The Federal Motor Carrier Safety Administration’s (FMCSA) Compliance, Safety and Accountability (CSA) system is ineffective at rating trucking firms and may be harming market participants that have strong operating histories, lawmakers stated recently.

At a hearing held by a House Transportation and Infrastructure subcommittee, Representative Nick Rahall, a West Virginia Democrat, stated that “while the old adage of ‘garbage in, garbage out’ does not completely apply here, there are questions about the reliability and integrity of the data,” according to Bloomberg.

Lawmakers cited complaints from trucking companies when asserting that the scores generated by the FMCSA system are hurting trucking firms that have operated safely in the past, the news source reports.

CSA has been developed by the Department of Transportation (DOT) since 2004 so that the agency can more effectively identify the trucking firms that should be inspected. The DOT is coming under pressure from the American Trucking Associations (ATA) to change the data being included.

“FMCSA must acknowledge that the system does not accurately and reliably identify unsafe carriers,” Scott Mugno, vice president of safety for FedEx Ground Package System Inc., who testified on behalf of the Arlington, Virginia-based trucking trade organization ATA, told the media outlet. The agency should prioritize focusing “on the least safe carriers, not merely those carriers that have compliance problems.”

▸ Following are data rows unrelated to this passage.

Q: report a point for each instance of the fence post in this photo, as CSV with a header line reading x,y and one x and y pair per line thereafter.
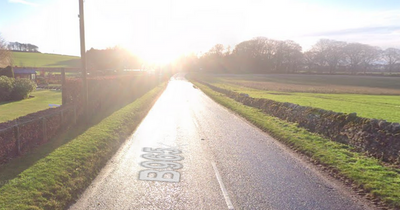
x,y
16,130
74,113
62,118
44,129
63,92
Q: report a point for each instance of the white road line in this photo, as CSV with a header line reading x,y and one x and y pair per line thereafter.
x,y
223,189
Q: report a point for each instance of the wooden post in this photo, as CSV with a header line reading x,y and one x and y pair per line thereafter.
x,y
16,132
74,113
63,93
83,62
44,129
62,118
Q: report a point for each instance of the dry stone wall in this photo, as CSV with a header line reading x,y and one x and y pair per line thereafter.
x,y
377,138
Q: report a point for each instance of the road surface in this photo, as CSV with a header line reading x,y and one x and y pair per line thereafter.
x,y
191,153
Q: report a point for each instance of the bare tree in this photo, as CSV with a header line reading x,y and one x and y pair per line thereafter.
x,y
328,54
5,55
392,58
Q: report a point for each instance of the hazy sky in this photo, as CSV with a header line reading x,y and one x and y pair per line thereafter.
x,y
163,29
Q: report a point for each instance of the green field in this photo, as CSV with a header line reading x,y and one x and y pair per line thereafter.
x,y
44,60
378,99
41,101
368,176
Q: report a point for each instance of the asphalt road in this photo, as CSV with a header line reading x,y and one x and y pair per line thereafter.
x,y
191,153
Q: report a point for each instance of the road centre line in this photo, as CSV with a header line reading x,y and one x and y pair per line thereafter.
x,y
222,186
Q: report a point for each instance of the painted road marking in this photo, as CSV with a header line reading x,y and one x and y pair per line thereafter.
x,y
161,158
223,189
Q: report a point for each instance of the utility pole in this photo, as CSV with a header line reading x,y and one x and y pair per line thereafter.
x,y
83,60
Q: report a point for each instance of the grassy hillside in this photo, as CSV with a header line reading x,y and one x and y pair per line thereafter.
x,y
44,60
41,101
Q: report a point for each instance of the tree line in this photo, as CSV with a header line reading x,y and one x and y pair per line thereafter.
x,y
263,55
23,47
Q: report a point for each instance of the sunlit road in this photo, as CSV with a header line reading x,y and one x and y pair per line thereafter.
x,y
218,160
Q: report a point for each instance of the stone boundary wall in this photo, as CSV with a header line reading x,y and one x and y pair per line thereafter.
x,y
377,138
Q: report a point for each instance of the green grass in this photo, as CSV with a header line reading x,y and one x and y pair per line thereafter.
x,y
41,101
56,180
366,173
365,105
368,106
44,60
339,80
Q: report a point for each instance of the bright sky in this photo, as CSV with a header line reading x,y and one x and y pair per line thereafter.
x,y
160,30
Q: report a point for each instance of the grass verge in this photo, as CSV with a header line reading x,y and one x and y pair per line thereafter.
x,y
56,180
379,183
40,101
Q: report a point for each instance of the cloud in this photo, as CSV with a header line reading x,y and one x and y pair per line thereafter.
x,y
363,30
22,2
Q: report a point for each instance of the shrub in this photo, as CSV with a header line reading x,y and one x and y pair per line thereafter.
x,y
22,88
6,87
8,71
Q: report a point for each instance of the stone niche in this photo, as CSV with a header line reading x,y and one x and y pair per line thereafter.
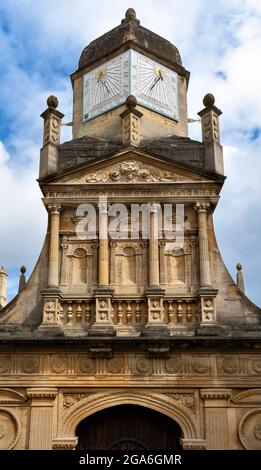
x,y
78,265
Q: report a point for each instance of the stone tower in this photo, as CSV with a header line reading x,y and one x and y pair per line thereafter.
x,y
130,311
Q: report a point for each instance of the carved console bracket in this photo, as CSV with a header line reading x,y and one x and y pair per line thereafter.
x,y
52,309
103,325
161,353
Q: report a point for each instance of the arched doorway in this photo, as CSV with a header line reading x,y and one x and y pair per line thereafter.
x,y
128,427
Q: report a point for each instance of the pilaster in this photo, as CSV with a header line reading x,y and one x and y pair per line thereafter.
x,y
216,404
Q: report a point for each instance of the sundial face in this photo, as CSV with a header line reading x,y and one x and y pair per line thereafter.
x,y
131,73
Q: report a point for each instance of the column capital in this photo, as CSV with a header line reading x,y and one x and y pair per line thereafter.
x,y
202,207
54,209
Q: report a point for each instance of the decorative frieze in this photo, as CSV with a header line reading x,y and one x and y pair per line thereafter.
x,y
102,361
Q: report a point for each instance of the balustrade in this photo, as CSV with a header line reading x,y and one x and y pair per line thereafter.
x,y
133,312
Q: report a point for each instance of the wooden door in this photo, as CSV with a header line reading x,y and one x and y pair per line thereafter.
x,y
128,427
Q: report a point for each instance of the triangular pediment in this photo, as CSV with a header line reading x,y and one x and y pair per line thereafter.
x,y
131,167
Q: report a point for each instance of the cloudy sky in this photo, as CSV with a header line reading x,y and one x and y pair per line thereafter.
x,y
40,44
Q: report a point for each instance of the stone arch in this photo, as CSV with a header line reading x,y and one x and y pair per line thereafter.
x,y
156,402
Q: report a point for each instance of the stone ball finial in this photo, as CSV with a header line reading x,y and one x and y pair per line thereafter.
x,y
131,101
52,101
208,100
239,266
130,14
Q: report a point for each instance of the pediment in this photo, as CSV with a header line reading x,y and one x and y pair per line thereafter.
x,y
131,168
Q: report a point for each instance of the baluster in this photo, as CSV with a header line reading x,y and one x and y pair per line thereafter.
x,y
179,312
119,313
129,312
69,313
189,311
198,314
170,312
87,312
79,312
137,312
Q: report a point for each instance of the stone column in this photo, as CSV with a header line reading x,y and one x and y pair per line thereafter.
x,y
154,293
162,262
216,403
205,278
41,422
64,246
103,245
103,294
3,286
53,268
154,246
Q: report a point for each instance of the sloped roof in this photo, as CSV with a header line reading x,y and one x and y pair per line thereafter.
x,y
89,149
129,30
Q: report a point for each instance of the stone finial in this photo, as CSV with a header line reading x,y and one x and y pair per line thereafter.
x,y
130,15
52,101
49,154
211,135
131,122
3,287
240,278
22,279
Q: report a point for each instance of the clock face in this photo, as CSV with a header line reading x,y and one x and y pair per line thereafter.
x,y
130,73
103,88
157,86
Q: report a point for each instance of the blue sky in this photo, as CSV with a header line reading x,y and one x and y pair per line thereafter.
x,y
40,44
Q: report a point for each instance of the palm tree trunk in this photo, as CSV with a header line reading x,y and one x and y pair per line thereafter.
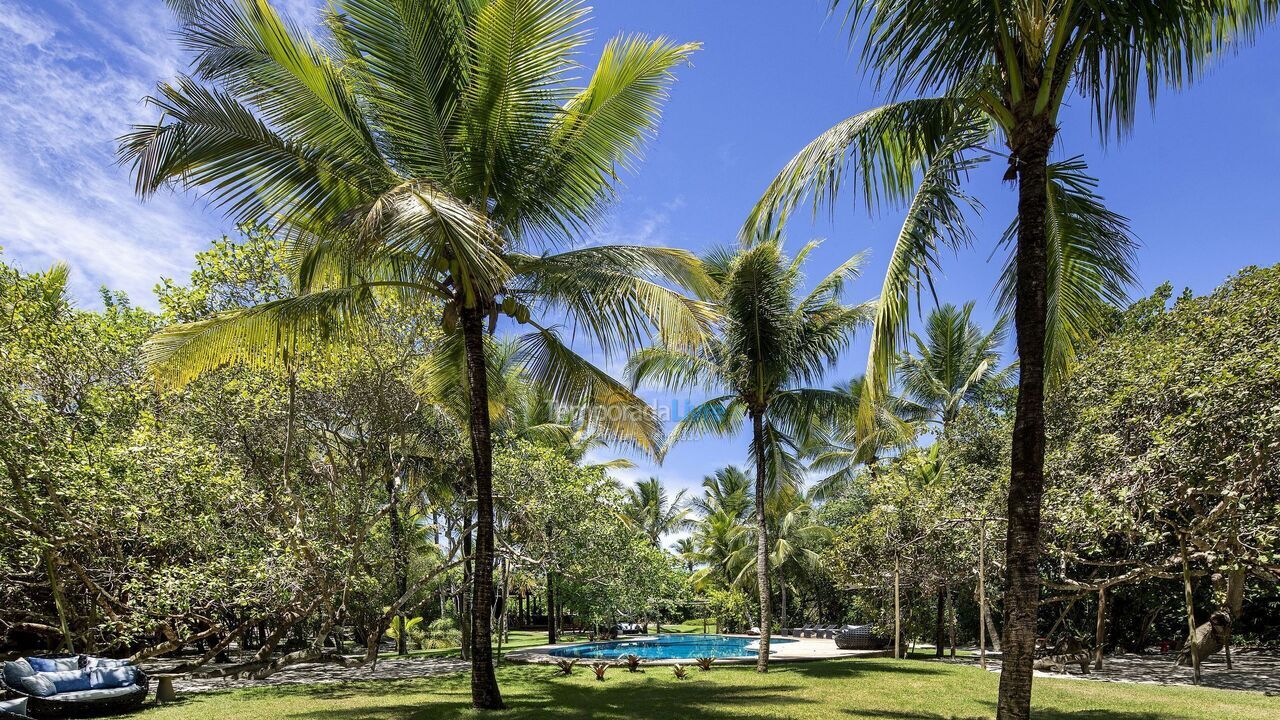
x,y
762,546
1031,142
484,683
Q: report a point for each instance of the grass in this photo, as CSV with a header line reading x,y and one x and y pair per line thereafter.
x,y
516,639
812,691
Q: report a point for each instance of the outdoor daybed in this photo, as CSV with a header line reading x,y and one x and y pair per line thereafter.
x,y
73,686
10,709
859,637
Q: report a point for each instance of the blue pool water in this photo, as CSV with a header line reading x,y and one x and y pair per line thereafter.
x,y
667,647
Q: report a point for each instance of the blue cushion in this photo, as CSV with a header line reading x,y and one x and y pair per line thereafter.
x,y
54,664
105,662
68,680
16,670
100,693
112,677
39,686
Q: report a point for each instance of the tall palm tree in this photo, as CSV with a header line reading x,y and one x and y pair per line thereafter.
x,y
728,491
720,538
841,450
952,364
686,550
982,73
653,513
771,341
421,149
795,538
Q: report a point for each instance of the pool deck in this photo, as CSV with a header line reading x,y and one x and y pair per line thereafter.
x,y
799,651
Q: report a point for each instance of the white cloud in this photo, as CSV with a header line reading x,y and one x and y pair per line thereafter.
x,y
71,83
647,227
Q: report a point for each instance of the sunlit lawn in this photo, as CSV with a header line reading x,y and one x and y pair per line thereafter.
x,y
846,688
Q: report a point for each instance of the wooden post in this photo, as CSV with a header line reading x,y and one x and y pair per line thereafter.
x,y
1191,609
951,620
982,593
1101,633
897,610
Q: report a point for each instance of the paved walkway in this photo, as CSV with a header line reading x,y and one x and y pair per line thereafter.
x,y
798,651
1249,671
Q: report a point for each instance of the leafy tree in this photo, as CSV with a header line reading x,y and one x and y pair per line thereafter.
x,y
1162,437
771,341
416,151
1002,72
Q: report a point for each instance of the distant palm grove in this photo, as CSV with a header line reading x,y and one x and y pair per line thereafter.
x,y
375,419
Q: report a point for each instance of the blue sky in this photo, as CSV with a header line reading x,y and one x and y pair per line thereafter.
x,y
1196,178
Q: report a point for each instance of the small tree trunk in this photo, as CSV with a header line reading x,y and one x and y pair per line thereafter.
x,y
940,624
551,609
59,601
1101,633
951,615
982,595
400,563
484,684
1192,641
762,546
897,609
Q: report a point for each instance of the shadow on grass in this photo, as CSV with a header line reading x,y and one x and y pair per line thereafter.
x,y
854,666
1037,712
534,693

Mugno stated that the ATA “has been supportive of the objective of CSA – to reduce commercial motor vehicle crashes, injuries and fatalities – since the program’s inception,” according to Commercial Carrier Journal. “However, ATA has significant concerns with the program in its current form.”

The transportation executive pointed to less-than-ideal data that could hinder the efforts of FMCSA by not providing the agency with the information that it needs, the media outlet reports.

He said that the processes utilized to evaluate the safety of trucking firms could be problematic, as they consider all crashes against a carrier, regardless of whether the accident was preventable, according to the news source. He stated that ATA supports the program, but that FMCSA needs to make several changes to CSA.

FMCSA Administrator Anne Ferro argued for the validity of the current system, stating that the University of Michigan’s Transportation Research Institute has “validated” the CSA data and ratings, the media outlet reports.